Além da inquestionável concretização do dano como elemento da configuração do dever de indenizar, torna-se necessária a comprovação da culpa do genitor não-guardião que deve ter se ocultado da convivência com o filho, e deliberadamente se negado a participar do desenvolvimento da sua personalidade, de forma negligente ou imprudente. Como é o caso do abandono afetivo, com a concomitante inobservância dos deveres de ordem imaterial atinentes ao poder familiar, expressão maior da relação paterno/materno filial, configurar-se-á a culpa em sua modalidade omissiva.

Assim, o abandono afetivo nas relações de família configura ato ilícito tanto na modalidade ativa quanto na omissiva, onde o dano sofrido pelo abandono afetivo dito extrapatrimonial, imaterial, moral, sobrevêm dos direitos da personalidade do menor e do preceito constitucional da dignidade da pessoa humana.

Com muita propriedade Noronha (2003, p.444) assevera que ofensas à direitos da personalidade configuram a responsabilidade civil:

A primeira categoria de lesões que geram responsabilidade civil em sentido estrito é constituída pelas violações de direitos da personalidade. Estes são os direitos que, pode dizer-se, constituem a versão civil dos direitos fundamentais da pessoa humana, tutelando esta, na esfera privada: têm por objeto salvaguardar o respeito devido ao corpo (vida, saúde), à imagem, ao nome, pensamento, honra, liberdade e mais atributos da pessoa. Os princípios gerais aplicáveis a tais direitos são objeto de expressa previsão nos arts. 11 e seguintes do Código Civil.

Sob esta ótica, o dano proveniente do abandono afetivo é antes de mais nada um dano à personalidade do menor, onde a explicação jurídica da configuração do dano experimentado no abandono afetivo do menor é extraído dos ensinamentos de Hironaka (2006, p. 141):

Macula o ser humano enquanto pessoa, dotada de personalidade, sendo certo que esta personalidade existe e se manifesta por meio do grupo familiar, responsável que é por incutir na criança o sentimento de responsabilidade social, por meio do cumprimento das prescrições, de forma que ela possa, no futuro, assumir a sua plena capacidade de forma juridicamente aceita e socialmente aprovada.

Diante disso é que Pereira (2006, p. 234) assevera que “[...] a falta de afeto faz crianças tristes e revoltadas; mostram-se rebeldes, indisciplinadas, ou simplesmente incapazes de agir com segurança e serenidade”.

Por este feito é que o abandono afetivo materializa-se na falta de convivência das relações familiares, habitado na indiferença, no desleixo e descaso dos pais para com seus filhos, acarretando uma construção de personalidade deficiente nos filhos e refletindo diretamente no seu desenvolvimento enquanto parte integrante da sociedade.

A par disto, em recente julgado o Dr.

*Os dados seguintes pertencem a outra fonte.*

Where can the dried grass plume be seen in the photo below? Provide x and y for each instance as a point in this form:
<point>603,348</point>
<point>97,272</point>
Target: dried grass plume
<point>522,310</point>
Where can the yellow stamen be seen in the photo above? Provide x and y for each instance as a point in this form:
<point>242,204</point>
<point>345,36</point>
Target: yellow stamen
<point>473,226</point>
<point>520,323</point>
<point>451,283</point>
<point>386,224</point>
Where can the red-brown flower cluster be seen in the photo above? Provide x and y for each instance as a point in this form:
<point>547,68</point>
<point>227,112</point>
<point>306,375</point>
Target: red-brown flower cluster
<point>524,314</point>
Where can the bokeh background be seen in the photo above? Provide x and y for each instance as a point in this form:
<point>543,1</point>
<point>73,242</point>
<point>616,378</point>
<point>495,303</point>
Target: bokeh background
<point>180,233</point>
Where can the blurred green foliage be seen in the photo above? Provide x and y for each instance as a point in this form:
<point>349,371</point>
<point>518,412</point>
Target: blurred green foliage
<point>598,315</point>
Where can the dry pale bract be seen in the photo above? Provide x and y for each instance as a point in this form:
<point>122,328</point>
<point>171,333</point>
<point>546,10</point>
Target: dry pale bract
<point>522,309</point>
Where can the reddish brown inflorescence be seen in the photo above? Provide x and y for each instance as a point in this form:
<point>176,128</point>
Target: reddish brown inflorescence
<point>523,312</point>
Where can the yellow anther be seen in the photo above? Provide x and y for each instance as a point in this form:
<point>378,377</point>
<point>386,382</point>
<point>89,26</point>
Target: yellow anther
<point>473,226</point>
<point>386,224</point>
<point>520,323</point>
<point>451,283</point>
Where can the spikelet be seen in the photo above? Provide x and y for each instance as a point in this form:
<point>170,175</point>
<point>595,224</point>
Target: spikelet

Luis Fernando Cirillo, juiz da 31ª. Vara Cível de São Paulo – Processo n° 000.01.036747-0 – j. 07.06.2004, condenou um pai, por danos morais, a indenizar sua filha, reconhecendo que a “paternidade não

gera apenas deveres de assistência material, e que além da guarda, portanto independentemente dela, existe um dever, a cargo do pai, de ter o filho em sua companhia”, ponderando ainda que:

Não se pode rejeitar a possibilidade de pagamento de indenização do dano decorrente da falta de afeto simplesmente pela consideração de que o verdadeiro afeto não tem preço, porque também não tem sentido sustentar que a vida de um ente querido, a honra e a imagem e a dignidade de um ser humano tenham preço, e nem por isso se nega o direito à obtenção de um

benefício econômico em contraposição à ofensa praticada contra esses bens.

Verificado o exposto, tem-se que o abandono afetivo de menores não pode ser reparado, posto que anímico, deve assim, ser compensado, onde tal compensação dá-se pela transformação da obrigação de fazer, a qual o menor foi vítima de seu descumprimento, cuidar com afeto, para a obrigação de dar quantia certa em dinheiro. Portanto, o abandono afetivo do menor por seus pais acarreta em conseqüências patrimoniais para aquele que causou o dano.